As Coal Capacity Cuts Loom, Teetering Energy Conglomerate Gears Up for Restructuring
State-owned Chongqing Energy Investment Group Co. Ltd. has set up a creditors’ committee to prepare for restructuring, sources told Caixin, as the miner faces difficulty in paying its debts amid a government drive to slash coal capacity.
The restructuring reflects how China’s energy transition is reshaping its massive coal industry as policymakers have vowed to develop clean energy and reduce the country’s dependence on coal power generation.
The creditors’ committee was created over two months ago and is chaired by the seven banks that hold the largest amount of Chongqing Energy’s debt, sources with knowledge of the issue said. The banks include policy lender the China Development Bank, and major national commercial banks such as Industrial and Commercial Bank of China Ltd. (601398.SH), the sources said.
Chongqing Energy has hired multinational law firm King & Wood Mallesons and accounting firm ShineWing to assist in the restructuring, a source close to the law firm said.
In the meantime, Chongqing Energy’s creditor banks would like to hire their own intermediaries and to independently investigate the company, a source close to a creditor bank said. However, Chongqing Energy has refused to give the intermediaries that creditors plan to hire access to its records, he complained.
In January, the Chongqing municipal government announced (link in Chinese) it was shutting 14 of Chongqing Energy’s coal mines to phase out 11.5 million tons of annual coal mining capacity. The closures should be finished by the end of June, it said.
The mines accounted for around 85% of Chongqing Energy’s total coal production capacity and 11% of its total assets at the end of 2020, Fitch Ratings Inc. said in a February statement. The majority of the company’s 47 billion yuan ($7.2 billion) in interest-bearing debt at the end of 2020 was bank loans and finance leases related to its coal mining operations, it said.
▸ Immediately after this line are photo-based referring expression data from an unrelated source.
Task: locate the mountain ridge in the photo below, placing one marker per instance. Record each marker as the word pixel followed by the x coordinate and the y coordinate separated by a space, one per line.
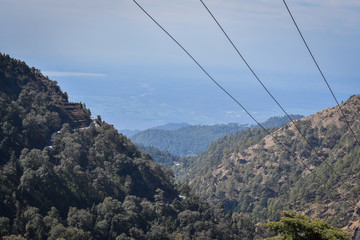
pixel 262 178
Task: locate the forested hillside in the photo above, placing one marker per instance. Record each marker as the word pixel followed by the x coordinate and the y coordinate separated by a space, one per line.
pixel 63 179
pixel 191 140
pixel 251 173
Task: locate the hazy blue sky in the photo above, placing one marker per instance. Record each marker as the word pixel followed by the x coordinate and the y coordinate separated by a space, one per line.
pixel 109 55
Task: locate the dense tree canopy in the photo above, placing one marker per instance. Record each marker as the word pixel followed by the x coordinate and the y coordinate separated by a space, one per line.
pixel 294 226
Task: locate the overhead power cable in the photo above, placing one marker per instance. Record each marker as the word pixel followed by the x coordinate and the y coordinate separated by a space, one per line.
pixel 322 74
pixel 233 98
pixel 266 89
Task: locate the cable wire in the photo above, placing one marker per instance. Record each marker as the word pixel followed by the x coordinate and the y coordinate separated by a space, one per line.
pixel 262 84
pixel 234 99
pixel 322 75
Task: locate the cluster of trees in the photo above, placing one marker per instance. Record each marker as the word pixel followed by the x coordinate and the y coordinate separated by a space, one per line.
pixel 185 141
pixel 249 172
pixel 57 182
pixel 191 140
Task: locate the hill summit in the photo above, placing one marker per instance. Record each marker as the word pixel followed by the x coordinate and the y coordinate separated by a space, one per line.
pixel 250 172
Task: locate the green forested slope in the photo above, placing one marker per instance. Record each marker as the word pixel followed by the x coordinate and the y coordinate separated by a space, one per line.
pixel 192 140
pixel 62 181
pixel 255 175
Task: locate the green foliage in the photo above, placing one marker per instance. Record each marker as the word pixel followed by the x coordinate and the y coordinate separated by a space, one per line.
pixel 188 140
pixel 250 173
pixel 59 181
pixel 294 226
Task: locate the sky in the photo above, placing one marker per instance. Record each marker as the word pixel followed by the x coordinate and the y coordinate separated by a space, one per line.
pixel 112 57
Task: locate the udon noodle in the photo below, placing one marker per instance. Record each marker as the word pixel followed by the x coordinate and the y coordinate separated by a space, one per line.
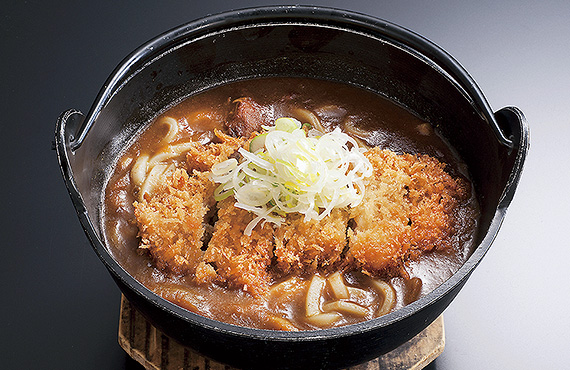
pixel 172 216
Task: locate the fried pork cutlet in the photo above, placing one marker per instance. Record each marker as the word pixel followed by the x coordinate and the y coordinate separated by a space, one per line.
pixel 305 247
pixel 408 208
pixel 171 221
pixel 201 157
pixel 236 259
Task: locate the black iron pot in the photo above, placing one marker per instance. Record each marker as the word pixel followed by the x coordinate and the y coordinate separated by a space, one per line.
pixel 305 42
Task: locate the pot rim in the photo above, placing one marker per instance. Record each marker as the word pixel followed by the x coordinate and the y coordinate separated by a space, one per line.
pixel 68 142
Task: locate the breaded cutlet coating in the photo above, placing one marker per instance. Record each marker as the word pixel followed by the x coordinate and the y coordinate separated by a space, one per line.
pixel 408 208
pixel 171 221
pixel 236 259
pixel 202 157
pixel 305 247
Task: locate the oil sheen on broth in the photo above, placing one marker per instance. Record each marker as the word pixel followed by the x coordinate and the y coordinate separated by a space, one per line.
pixel 168 226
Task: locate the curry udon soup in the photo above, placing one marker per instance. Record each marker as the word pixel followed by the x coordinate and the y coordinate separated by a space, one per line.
pixel 290 204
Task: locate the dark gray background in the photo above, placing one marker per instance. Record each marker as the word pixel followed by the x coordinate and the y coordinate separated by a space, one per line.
pixel 59 307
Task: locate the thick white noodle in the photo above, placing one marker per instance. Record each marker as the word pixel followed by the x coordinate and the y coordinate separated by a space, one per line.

The mine closures are expected to worsen Chongqing Energy’s already poor financial performance and debt problems.
The conglomerate based in the southwestern metropolis reported (link in Chinese) a net loss attributable to shareholders of 542.3 million yuan in the first three quarters of 2020.
Last month, the company said it and some of its subsidiaries have missed repayment on an onshore letter of credit and a bank draft due to a “short-term liquidity issue” and the structural changes in the industry, according to a company filing to the Hong Kong Stock Exchange.
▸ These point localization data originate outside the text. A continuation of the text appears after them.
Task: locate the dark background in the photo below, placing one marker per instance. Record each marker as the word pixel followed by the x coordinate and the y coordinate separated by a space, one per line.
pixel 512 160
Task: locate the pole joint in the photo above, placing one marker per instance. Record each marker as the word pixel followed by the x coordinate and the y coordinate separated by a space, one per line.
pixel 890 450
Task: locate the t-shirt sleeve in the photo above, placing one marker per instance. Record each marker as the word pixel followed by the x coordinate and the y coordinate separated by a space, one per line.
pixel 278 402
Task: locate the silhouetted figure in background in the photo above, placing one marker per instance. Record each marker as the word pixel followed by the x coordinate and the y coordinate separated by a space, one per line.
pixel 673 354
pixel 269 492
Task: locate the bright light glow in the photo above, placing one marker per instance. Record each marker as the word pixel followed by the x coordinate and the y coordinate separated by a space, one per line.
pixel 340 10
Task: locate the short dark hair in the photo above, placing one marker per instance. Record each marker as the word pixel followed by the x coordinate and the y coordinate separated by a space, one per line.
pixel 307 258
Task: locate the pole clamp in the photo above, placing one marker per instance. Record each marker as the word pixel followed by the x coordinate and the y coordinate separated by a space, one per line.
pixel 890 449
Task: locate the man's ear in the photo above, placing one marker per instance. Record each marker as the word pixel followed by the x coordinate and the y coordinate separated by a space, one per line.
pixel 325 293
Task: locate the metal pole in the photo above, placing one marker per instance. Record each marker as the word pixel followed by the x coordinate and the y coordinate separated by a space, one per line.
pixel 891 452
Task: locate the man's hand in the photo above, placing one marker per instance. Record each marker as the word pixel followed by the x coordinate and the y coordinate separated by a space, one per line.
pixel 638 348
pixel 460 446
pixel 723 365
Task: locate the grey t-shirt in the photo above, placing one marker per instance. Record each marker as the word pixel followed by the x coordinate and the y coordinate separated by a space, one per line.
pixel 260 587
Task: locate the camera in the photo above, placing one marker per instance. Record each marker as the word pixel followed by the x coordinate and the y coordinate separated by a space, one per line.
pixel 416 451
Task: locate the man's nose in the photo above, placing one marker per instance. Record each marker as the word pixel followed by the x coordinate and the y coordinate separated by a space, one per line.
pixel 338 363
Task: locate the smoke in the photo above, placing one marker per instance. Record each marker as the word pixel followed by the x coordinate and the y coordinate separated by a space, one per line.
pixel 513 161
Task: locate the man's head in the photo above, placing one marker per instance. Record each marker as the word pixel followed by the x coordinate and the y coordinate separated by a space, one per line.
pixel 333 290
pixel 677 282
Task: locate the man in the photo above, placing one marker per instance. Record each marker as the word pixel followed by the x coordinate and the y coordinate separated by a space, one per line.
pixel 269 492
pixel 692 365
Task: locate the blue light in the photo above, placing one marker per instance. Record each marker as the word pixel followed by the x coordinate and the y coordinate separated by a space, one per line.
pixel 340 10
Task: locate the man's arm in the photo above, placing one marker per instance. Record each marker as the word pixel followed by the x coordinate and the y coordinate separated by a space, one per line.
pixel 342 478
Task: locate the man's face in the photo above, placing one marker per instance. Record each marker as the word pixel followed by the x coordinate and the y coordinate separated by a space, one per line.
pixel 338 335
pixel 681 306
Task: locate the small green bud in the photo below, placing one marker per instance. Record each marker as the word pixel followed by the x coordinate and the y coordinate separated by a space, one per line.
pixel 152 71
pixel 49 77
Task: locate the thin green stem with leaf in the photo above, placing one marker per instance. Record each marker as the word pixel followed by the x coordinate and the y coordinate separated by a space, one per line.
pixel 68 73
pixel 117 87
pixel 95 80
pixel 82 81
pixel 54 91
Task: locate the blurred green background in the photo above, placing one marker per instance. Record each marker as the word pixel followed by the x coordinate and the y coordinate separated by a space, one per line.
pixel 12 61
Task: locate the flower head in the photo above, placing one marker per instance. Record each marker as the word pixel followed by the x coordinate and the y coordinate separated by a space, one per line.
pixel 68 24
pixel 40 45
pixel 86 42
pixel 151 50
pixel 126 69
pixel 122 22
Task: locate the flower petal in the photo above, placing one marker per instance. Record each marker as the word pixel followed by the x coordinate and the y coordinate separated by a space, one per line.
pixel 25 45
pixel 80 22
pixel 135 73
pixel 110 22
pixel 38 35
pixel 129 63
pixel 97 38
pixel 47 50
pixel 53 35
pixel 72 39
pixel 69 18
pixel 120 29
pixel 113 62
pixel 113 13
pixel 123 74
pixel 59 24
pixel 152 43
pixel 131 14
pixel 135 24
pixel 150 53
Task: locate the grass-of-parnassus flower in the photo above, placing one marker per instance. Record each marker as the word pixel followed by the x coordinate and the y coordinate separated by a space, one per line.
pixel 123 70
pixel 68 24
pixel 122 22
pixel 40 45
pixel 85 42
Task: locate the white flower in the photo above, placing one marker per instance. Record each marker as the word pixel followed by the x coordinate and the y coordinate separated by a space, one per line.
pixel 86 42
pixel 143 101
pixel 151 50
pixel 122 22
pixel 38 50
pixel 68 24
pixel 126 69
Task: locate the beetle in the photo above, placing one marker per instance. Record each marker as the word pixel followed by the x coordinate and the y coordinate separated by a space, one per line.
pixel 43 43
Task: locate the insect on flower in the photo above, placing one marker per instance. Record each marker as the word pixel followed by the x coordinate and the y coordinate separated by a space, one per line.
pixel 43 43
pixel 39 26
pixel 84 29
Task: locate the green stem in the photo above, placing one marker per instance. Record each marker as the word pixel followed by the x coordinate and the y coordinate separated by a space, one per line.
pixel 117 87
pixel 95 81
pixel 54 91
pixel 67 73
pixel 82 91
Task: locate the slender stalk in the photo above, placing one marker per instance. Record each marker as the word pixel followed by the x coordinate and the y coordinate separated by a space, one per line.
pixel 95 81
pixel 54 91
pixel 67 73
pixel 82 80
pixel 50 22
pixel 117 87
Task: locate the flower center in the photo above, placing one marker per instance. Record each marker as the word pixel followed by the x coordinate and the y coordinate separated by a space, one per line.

Fitch then downgraded Chongqing Energy’s long-term foreign-currency issuer default rating all the way to “RD (restricted default),” the second lowest grade, from “BBB,” the fourth highest on its 11-tier scale. The company’s plan to turn its situation around was making slow progress, Fitch said in a statement following the company’s Hong Kong filing. “The company previously indicated to Fitch that the Chongqing government was assisting the company, but there is no publicly announced action plan to improve its business and financial position.”